Transport and energy infrastructure can also be used for improving the productivity and market access of agriculture, which is often the principal source of livelihood of local communities. Third, extractives must work with governments, communities and other partners to manage and reduce the cumulative environmental risks and impacts associated with resource investments, including of the related infrastructure investments, while helping to address the most pressing environmental challenges in the region, which may include climate change resilience, water management or deforestation. Fourth, extractive companies and other stakeholders should encourage and support effective government strategies and capacity for managing resource revenues, including national development planning, effective budgetary mechanisms and execution, and strategic allocation of resource revenues.

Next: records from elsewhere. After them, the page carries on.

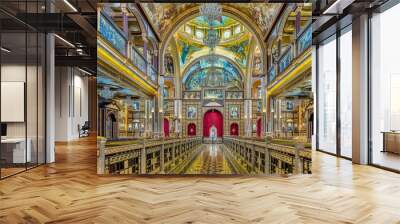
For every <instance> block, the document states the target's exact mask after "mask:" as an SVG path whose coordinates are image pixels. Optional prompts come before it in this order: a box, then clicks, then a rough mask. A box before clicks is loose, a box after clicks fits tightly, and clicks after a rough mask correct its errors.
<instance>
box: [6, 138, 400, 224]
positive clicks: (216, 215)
mask: <svg viewBox="0 0 400 224" xmlns="http://www.w3.org/2000/svg"><path fill="white" fill-rule="evenodd" d="M56 156H57V157H56V158H57V163H55V164H52V165H48V166H42V167H39V168H36V169H34V170H30V171H28V172H26V173H22V174H19V175H17V176H13V177H10V178H8V179H5V180H2V181H0V223H44V222H48V223H119V224H122V223H174V224H175V223H374V224H375V223H385V224H387V223H400V175H399V174H395V173H391V172H387V171H384V170H380V169H377V168H374V167H369V166H358V165H352V164H351V163H350V162H349V161H347V160H343V159H337V158H335V157H332V156H329V155H326V154H322V153H315V154H314V156H313V157H314V158H313V165H314V168H313V172H314V173H313V175H307V176H293V177H288V178H285V177H184V178H179V177H164V178H150V177H127V176H115V177H99V176H97V175H96V174H95V172H96V165H95V161H96V148H95V142H94V141H90V140H86V141H82V142H76V143H73V144H70V145H58V146H57V154H56Z"/></svg>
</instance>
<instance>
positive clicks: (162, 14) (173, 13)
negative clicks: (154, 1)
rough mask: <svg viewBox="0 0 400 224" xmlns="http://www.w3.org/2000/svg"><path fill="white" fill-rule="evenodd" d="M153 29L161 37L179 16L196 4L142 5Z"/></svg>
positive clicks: (188, 3) (151, 4)
mask: <svg viewBox="0 0 400 224" xmlns="http://www.w3.org/2000/svg"><path fill="white" fill-rule="evenodd" d="M140 5H141V6H142V8H143V10H144V12H145V13H146V15H147V18H148V19H149V20H150V22H151V23H152V25H153V28H154V29H155V31H156V32H157V33H158V35H159V36H161V34H162V33H164V32H165V31H166V28H167V27H168V26H169V25H170V24H171V23H172V21H173V20H174V19H175V17H176V16H177V15H179V14H180V13H182V12H183V11H185V10H186V9H189V8H191V7H194V6H196V5H197V4H196V3H182V4H176V3H140Z"/></svg>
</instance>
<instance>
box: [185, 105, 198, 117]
mask: <svg viewBox="0 0 400 224" xmlns="http://www.w3.org/2000/svg"><path fill="white" fill-rule="evenodd" d="M196 118H197V107H196V106H188V110H187V119H196Z"/></svg>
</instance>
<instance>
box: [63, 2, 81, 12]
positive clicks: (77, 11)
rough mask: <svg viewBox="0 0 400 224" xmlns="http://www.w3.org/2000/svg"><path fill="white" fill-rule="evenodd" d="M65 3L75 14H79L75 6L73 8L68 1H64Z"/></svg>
mask: <svg viewBox="0 0 400 224" xmlns="http://www.w3.org/2000/svg"><path fill="white" fill-rule="evenodd" d="M64 3H65V4H67V5H68V6H69V7H70V8H71V9H72V10H73V11H74V12H78V10H77V9H76V8H75V6H73V5H72V4H71V3H70V2H69V1H68V0H64Z"/></svg>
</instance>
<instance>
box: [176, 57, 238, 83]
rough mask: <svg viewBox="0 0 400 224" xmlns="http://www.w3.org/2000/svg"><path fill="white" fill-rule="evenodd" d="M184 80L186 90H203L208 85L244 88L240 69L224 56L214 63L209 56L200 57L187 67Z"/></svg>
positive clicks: (220, 57) (217, 60) (218, 58)
mask: <svg viewBox="0 0 400 224" xmlns="http://www.w3.org/2000/svg"><path fill="white" fill-rule="evenodd" d="M183 82H184V85H185V88H186V90H201V89H202V88H208V87H212V88H215V87H217V88H221V87H222V88H226V89H235V90H237V89H243V81H242V76H241V75H240V72H239V70H238V69H237V68H236V67H235V66H234V65H232V63H231V62H229V61H228V60H227V59H225V58H223V57H219V58H218V60H217V61H216V62H215V64H214V65H212V64H211V63H210V61H209V59H208V57H203V58H201V59H199V60H198V61H197V62H195V63H194V64H193V65H192V66H191V67H190V68H188V69H187V71H186V72H185V74H184V78H183Z"/></svg>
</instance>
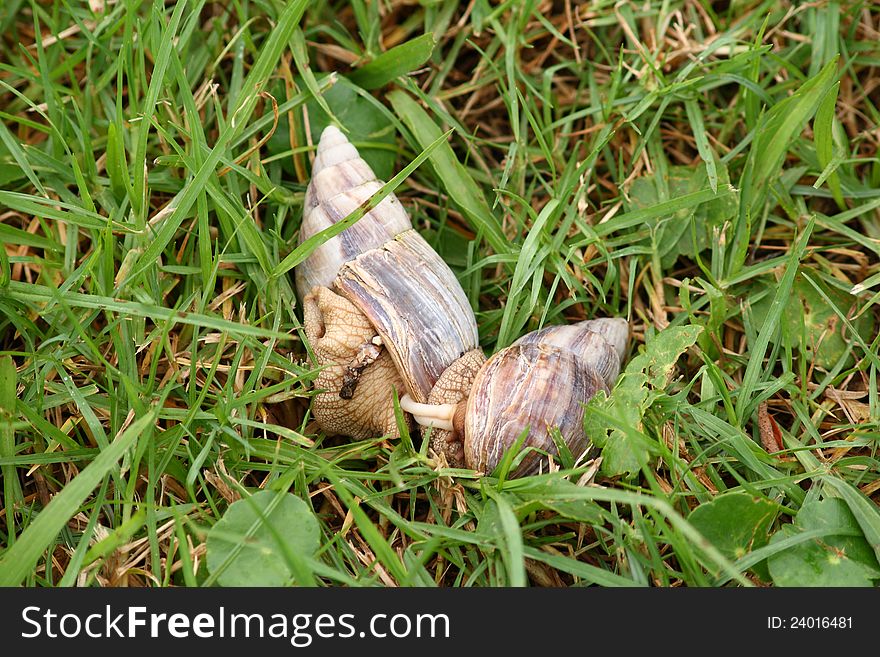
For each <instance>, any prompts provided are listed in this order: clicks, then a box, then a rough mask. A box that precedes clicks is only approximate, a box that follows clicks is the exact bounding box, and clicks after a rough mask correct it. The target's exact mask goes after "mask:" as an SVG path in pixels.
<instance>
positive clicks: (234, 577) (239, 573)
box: [207, 490, 321, 586]
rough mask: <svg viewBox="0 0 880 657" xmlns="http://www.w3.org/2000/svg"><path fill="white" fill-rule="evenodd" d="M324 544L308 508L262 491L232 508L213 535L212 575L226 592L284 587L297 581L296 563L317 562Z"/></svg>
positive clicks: (210, 554) (210, 532)
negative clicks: (316, 554) (255, 587)
mask: <svg viewBox="0 0 880 657" xmlns="http://www.w3.org/2000/svg"><path fill="white" fill-rule="evenodd" d="M320 539H321V531H320V528H319V526H318V520H317V518H315V514H314V512H313V511H312V509H311V507H310V506H309V505H308V504H307V503H306V502H304V501H303V500H301V499H300V498H298V497H297V496H296V495H292V494H290V493H278V492H275V491H271V490H261V491H258V492H257V493H254V494H253V495H251V496H250V497H248V498H245V499H242V500H238V501H237V502H234V503H233V504H231V505H230V507H229V508H228V509H227V510H226V513H224V514H223V517H222V518H220V520H218V521H217V523H216V524H215V525H214V526H213V527H212V528H211V531H210V532H208V539H207V544H208V551H207V565H208V571H209V572H210V573H211V574H212V575H213V576H214V577H215V578H216V580H217V583H219V584H220V585H221V586H283V585H285V584H289V583H290V582H291V580H293V579H294V578H295V572H294V570H295V567H292V565H291V561H293V562H294V563H296V562H299V564H300V565H301V564H302V563H303V561H305V560H306V559H309V558H311V557H312V556H313V555H314V554H315V552H316V551H317V550H318V547H319V545H320ZM301 583H305V582H301Z"/></svg>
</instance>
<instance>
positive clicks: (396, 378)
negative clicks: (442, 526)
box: [296, 126, 478, 438]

Fifth, extractive companies should support a transparent, robust, legal framework for extractive investments, that is implemented and monitored by strong governmental and societal institutions, with the cooperation of industry. This includes, among other things, supporting fiscal regimes that ensure the fair distribution of resource revenues between the companies and the governments, and committing to contract transparency, so that governments and communities can understand how the risks, benefits and responsibilities are allocated among the various stakeholders. In recent years, many Countries have seen how the extractive industry can play a driving force for national economic growth but because this growth to continue steadily over time, it will be needed strategies and investment that promote a more inclusive and fair national development. It's time for the extractive industry to demonstrate competence, commitment and leadership skills beyond its core business. Therefore, the extractive industry would commit fully to sustainable development.
Which are the major challenge and what's wrong in the programs that are now in place in developing countries?
In my 35 years of experience in development projects in Asia and Africa, I have concluded there are broadly 7 success factors: First, engage communities to identify priorities and promote local leadership. Second, work together with governments, both local and national, to ensure alignment and complementarity of development investments with strategies and priorities. Of course, transparent goals and mutual accountability of results are essential ingredients for a productive partnership with government. Third is the need to invest in the development of local and national capacity. Technical assistance may be needed in strategic and critical areas, but it should always aim to reinforce and advance local institutional capacity over time. Fourth, identify best practices and establish practical monitoring and evaluation systems. Fifth, encourage public-private partnerships and support enterprise development, contributing in this way to economic sustainability. Sixth, engage several partners and deploy a range of multiple technologies and skills. Seventh, invest for the long-term. A common failure I have observed is the premature termination of promising projects. The development of communities, business enterprise and local skills, needs time to be built, definitely not through a 3- to 5-year project.